Quantum phenomena, it is generally agreed, take place in extremely tiny systems—single atoms, for instance, or very small molecules. To investigate them, scientists must usually cool their material down to temperatures approaching absolute zero. Once such a system exceeds a certain size or temperature, its quantum properties collapse, and “everyday” classical physics takes over. Says Prof. Naaman, “Biological molecules are quite large, and they work at temperatures that are much warmer than the temperatures at which most quantum physics experiments are conducted. One would expect that the quantum phenomenon of spin, which exists in two opposing states, would be scrambled in these molecules—and thus irrelevant to their function.”

But biological molecules have another property: they are chiral. In other words, they exist in either left- or right-handed forms that can’t be superimposed on one another. Double-stranded DNA molecules are doubly chiral—both in the arrangement of the individual strands and in the direction of the helices’ twist. Prof. Naaman knew from previous studies that some chiral molecules can interact in different ways with the two different spins. Together with Prof. Zeev Vager of the Department of Particle Physics and Astrophysics, research student Tal Markus, and Prof. Helmut Zacharias and his research team at the University of Münster, Germany, he set out to discover whether DNA might show some spin-selective properties.

The researchers fabricated self-assembling, single layers of DNA attached to a gold substrate. They then exposed the DNA to mixed groups of electrons with both directions of spin.

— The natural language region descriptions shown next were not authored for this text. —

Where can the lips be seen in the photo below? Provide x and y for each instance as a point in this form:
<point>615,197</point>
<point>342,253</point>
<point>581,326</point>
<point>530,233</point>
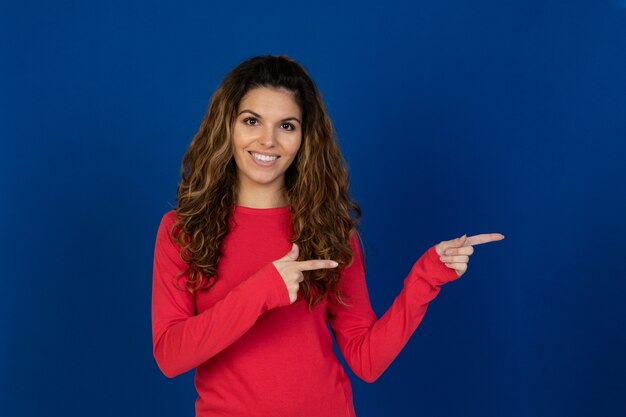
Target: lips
<point>262,163</point>
<point>264,153</point>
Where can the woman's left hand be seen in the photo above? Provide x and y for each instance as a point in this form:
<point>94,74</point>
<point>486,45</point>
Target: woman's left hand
<point>455,253</point>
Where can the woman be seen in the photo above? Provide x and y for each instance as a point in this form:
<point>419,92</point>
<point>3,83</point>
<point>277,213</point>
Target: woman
<point>261,253</point>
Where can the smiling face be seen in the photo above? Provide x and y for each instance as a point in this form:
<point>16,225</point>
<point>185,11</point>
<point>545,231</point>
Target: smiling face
<point>267,134</point>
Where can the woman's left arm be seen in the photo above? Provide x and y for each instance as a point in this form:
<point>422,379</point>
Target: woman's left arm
<point>369,344</point>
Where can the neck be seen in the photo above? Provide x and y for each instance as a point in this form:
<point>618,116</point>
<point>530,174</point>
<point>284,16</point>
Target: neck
<point>261,198</point>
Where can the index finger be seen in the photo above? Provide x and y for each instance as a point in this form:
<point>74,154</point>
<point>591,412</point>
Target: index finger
<point>315,264</point>
<point>483,238</point>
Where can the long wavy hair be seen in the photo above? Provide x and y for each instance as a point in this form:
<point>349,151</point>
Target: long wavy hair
<point>316,183</point>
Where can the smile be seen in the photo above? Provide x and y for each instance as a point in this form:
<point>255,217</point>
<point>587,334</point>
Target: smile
<point>263,160</point>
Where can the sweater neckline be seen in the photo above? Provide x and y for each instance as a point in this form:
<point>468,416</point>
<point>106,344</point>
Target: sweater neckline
<point>262,211</point>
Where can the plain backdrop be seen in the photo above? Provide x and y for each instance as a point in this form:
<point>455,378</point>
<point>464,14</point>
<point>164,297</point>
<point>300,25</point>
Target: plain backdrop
<point>455,116</point>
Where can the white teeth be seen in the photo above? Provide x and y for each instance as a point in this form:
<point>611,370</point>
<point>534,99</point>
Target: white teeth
<point>264,157</point>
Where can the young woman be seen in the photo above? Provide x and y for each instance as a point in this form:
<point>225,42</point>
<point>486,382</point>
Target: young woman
<point>262,252</point>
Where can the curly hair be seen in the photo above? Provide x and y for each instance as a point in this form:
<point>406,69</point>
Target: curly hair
<point>316,183</point>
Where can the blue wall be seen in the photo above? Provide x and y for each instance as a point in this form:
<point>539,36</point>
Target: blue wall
<point>454,116</point>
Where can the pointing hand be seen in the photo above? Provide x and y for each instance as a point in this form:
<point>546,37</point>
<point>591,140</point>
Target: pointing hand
<point>455,253</point>
<point>291,270</point>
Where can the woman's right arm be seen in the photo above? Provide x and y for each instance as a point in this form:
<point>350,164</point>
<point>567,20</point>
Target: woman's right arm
<point>182,340</point>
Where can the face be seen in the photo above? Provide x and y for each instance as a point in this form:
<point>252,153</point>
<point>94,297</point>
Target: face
<point>266,137</point>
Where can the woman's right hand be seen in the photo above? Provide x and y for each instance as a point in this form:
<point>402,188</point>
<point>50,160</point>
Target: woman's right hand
<point>291,270</point>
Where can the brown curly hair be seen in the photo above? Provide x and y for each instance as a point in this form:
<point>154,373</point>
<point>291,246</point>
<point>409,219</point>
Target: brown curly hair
<point>317,181</point>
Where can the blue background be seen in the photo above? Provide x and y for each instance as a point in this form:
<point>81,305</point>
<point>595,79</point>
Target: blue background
<point>454,116</point>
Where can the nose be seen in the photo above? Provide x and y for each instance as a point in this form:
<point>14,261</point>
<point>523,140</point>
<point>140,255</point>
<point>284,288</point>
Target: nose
<point>268,138</point>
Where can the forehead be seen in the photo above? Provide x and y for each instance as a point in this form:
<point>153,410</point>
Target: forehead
<point>271,101</point>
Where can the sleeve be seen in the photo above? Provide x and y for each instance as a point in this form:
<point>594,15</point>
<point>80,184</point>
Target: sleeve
<point>183,340</point>
<point>369,344</point>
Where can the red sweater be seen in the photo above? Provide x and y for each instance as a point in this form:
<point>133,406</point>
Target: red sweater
<point>255,354</point>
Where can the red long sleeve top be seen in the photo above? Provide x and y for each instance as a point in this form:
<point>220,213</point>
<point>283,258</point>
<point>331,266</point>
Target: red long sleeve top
<point>254,352</point>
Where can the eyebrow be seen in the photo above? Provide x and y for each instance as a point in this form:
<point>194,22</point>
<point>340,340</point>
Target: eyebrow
<point>259,116</point>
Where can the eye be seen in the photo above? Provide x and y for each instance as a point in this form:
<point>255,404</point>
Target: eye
<point>250,119</point>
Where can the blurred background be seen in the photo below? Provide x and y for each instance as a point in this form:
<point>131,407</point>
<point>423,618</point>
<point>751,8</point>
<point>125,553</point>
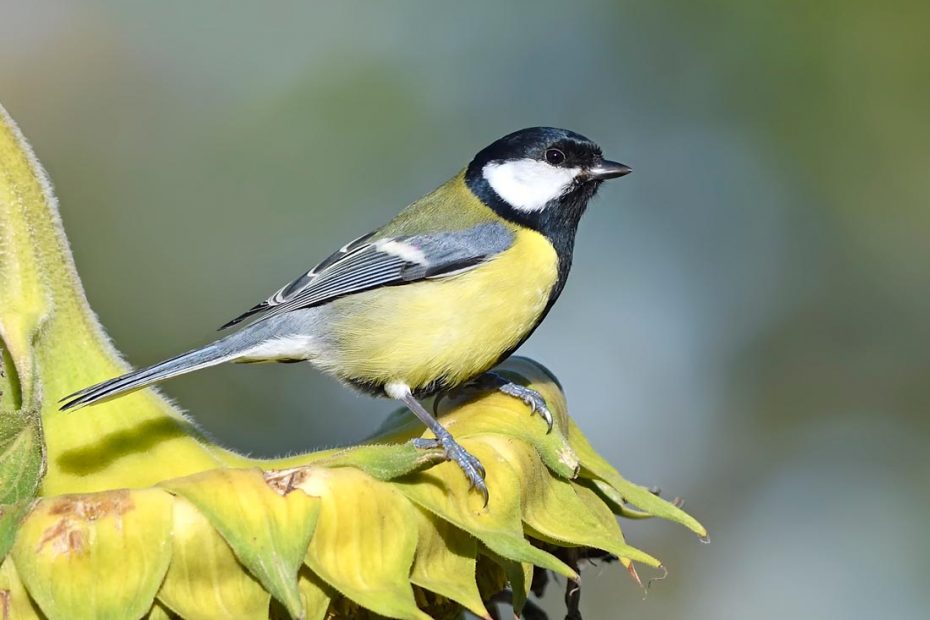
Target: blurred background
<point>746,324</point>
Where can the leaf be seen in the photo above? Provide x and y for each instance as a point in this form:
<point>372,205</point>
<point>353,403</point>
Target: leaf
<point>204,580</point>
<point>364,541</point>
<point>445,562</point>
<point>635,494</point>
<point>554,511</point>
<point>15,603</point>
<point>444,491</point>
<point>269,532</point>
<point>317,594</point>
<point>11,515</point>
<point>21,457</point>
<point>69,547</point>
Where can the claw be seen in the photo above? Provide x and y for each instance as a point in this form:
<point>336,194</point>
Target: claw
<point>533,400</point>
<point>472,467</point>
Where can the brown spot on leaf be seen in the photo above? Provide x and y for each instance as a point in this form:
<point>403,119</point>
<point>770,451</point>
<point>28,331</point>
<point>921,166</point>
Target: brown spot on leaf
<point>93,506</point>
<point>75,511</point>
<point>284,481</point>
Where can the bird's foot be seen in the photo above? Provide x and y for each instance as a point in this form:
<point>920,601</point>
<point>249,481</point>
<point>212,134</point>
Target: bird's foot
<point>472,467</point>
<point>532,398</point>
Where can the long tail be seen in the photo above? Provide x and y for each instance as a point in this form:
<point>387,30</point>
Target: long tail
<point>231,348</point>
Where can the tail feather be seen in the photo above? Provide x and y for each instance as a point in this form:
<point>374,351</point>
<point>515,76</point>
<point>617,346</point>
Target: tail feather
<point>210,355</point>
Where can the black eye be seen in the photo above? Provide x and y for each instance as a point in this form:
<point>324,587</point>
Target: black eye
<point>555,156</point>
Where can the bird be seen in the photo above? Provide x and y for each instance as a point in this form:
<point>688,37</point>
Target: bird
<point>432,301</point>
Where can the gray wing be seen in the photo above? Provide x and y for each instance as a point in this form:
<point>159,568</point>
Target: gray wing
<point>368,263</point>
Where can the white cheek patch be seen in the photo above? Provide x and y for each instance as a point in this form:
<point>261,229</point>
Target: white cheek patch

Indeed, the team’s results surpassed expectations: The biological molecules reacted strongly with the electrons carrying one of those spins, and hardly at all with the others. The longer the molecule, the more efficient it was at choosing electrons with the desired spin, while single strands and damaged bits of DNA did not exhibit this property. These findings imply that the ability to pick and choose electrons with a particular spin stems from the chiral nature of the DNA molecule, which somehow “sets the preference” for the spin of electrons moving through it.

In fact, says Prof. Naaman, DNA turns out to be a superb “spin filter,” and the team’s findings could have relevance for both biomedical research and the field of spintronics. If further studies, for instance, bear out the finding that DNA only sustains damage from spins pointing in one direction, then exposure might be reduced and medical devices designed accordingly. On the other hand, DNA and other biological molecules could become a central feature of new types of spintronic devices, which will work on particle spin rather than electric charge, as they do today.

Prof. Ron Naaman is head of the Nancy and Stephen Grand Research Center for Sensors and Security, and his research is supported by Rachel Schwartz, Canada. Prof. Naaman is the incumbent of the Aryeh and Mintzi Katzman Professorial Chair.